I want to have a cron job/scheduler that will run every 30 minutes after an onCreate event occurs in Firestore. The cron job should trigger a cloud function that picks the documents created in the last 30 minutes-validates them against a json schema-and saves them in another collection.How do I achieve this,programmatically writing such a scheduler? What would also be fail-safe mechanism and some sort of queuing/tracking the documents created before the cron job runs to push them to another collection.
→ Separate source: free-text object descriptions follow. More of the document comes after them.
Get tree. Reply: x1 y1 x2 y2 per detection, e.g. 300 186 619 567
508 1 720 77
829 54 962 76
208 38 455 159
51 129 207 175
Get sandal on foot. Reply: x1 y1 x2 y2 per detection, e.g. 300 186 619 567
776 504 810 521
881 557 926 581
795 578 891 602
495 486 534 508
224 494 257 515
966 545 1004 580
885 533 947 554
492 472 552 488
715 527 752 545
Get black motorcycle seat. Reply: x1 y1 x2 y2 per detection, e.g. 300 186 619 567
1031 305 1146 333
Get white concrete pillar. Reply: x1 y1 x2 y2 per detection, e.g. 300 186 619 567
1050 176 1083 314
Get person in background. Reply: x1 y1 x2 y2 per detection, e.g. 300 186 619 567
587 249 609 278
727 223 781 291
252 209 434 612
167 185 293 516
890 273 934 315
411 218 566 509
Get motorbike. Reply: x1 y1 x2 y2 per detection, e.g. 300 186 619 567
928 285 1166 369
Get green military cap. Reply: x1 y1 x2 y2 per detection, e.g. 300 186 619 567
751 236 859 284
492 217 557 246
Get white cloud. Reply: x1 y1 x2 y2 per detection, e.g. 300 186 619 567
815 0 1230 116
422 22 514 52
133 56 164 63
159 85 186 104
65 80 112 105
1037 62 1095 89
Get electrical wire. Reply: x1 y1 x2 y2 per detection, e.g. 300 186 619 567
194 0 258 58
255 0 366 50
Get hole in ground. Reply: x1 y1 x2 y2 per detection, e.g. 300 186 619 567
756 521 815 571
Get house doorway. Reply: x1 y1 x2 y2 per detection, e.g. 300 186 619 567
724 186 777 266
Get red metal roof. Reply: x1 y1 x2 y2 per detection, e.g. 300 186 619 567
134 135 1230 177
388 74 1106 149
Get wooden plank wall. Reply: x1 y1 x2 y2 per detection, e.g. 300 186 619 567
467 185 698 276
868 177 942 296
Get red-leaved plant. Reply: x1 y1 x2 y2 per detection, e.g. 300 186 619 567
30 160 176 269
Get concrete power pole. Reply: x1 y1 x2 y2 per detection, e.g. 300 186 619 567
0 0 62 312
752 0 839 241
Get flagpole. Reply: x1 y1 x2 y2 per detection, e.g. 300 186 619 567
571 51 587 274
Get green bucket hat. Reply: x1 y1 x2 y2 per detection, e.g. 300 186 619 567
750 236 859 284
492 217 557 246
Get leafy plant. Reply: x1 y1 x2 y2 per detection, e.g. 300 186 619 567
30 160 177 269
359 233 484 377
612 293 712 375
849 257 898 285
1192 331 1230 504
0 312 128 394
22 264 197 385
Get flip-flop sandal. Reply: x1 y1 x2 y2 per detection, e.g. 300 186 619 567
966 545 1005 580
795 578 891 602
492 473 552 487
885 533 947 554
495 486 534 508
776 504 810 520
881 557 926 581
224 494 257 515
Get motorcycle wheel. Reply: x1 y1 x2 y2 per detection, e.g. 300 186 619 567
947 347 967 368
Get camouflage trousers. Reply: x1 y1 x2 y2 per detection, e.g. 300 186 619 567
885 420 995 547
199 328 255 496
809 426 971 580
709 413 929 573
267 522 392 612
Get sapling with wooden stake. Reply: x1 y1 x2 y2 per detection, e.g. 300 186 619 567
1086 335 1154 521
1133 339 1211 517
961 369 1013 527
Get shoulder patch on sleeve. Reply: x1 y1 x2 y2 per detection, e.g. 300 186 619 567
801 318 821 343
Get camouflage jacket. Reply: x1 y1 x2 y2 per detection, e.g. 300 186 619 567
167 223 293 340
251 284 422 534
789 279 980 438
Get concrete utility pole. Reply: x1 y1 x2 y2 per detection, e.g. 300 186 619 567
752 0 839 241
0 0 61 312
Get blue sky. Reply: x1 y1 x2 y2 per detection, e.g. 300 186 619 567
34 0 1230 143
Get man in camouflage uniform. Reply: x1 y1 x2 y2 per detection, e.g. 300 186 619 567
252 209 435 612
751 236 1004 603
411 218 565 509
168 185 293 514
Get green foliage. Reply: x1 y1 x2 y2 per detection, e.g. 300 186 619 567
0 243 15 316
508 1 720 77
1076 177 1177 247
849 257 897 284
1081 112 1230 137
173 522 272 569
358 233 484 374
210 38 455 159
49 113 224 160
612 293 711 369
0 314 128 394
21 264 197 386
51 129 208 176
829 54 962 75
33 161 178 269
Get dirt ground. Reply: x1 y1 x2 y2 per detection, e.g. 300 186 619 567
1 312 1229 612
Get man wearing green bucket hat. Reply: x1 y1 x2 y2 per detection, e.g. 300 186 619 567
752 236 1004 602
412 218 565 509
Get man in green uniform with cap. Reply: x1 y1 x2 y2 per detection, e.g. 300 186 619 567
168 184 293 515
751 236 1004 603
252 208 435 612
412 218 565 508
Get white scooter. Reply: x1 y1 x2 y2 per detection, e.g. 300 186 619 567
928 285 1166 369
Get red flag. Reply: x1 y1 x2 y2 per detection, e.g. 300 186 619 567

Building a queue with Firestore is simple and fits perfectly for your use-case. The idea is to write tasks to a queue collection with a due date that will then be processed when being due.
Here's an example.
onCreate
event for your collection occurs, write a document with the following data to a tasks
collection: duedate: new Date() + 30 minutes
type: 'yourjob'
status: 'scheduled'
data: '...' // <-- put whatever data here you need to know when processing the task
// Define what happens on what task type
const workers: Workers = {
yourjob: (data) => db.collection('xyz').add({ foo: data }),
}
// The following needs to be scheduled
export const checkQueue = functions.https.onRequest(async (req, res) => {
// Consistent timestamp
const now = admin.firestore.Timestamp.now();
// Check which tasks are due
const query = db.collection('tasks').where('duedate', '<=', new Date()).where('status', '==', 'scheduled');
const tasks = await query.get();
// Process tasks and mark it in queue as done
tasks.forEach(snapshot => {
const { type, data } = snapshot.data();
console.info('Executing job for task ' + JSON.stringify(type) + ' with data ' + JSON.stringify(data));
const job = workers[type](data)
// Update task doc with status or error
.then(() => snapshot.ref.update({ status: 'complete' }))
.catch((err) => {
console.error('Error when executing worker', err);
return snapshot.ref.update({ status: 'error' });
});
jobs.push(job);
});
return Promise.all(jobs).then(() => {
res.send('ok');
return true;
}).catch((onError) => {
console.error('Error', onError);
});
});
You have different options to trigger the checking of the queue if there is a task that is due:
export scheduledFunctionCrontab =
functions.pubsub.schedule('* * * * *').onRun((context) => {
console.log('This will be run every minute!');
// Include code from checkQueue here from above
});
Using such a queue also makes your system more robust - if something goes wrong in between, you will not loose tasks that would somehow only exist in memory but as long as they are not marked as processed, a fixed worker will pick them up and reprocess them. This of course depends on your implementation.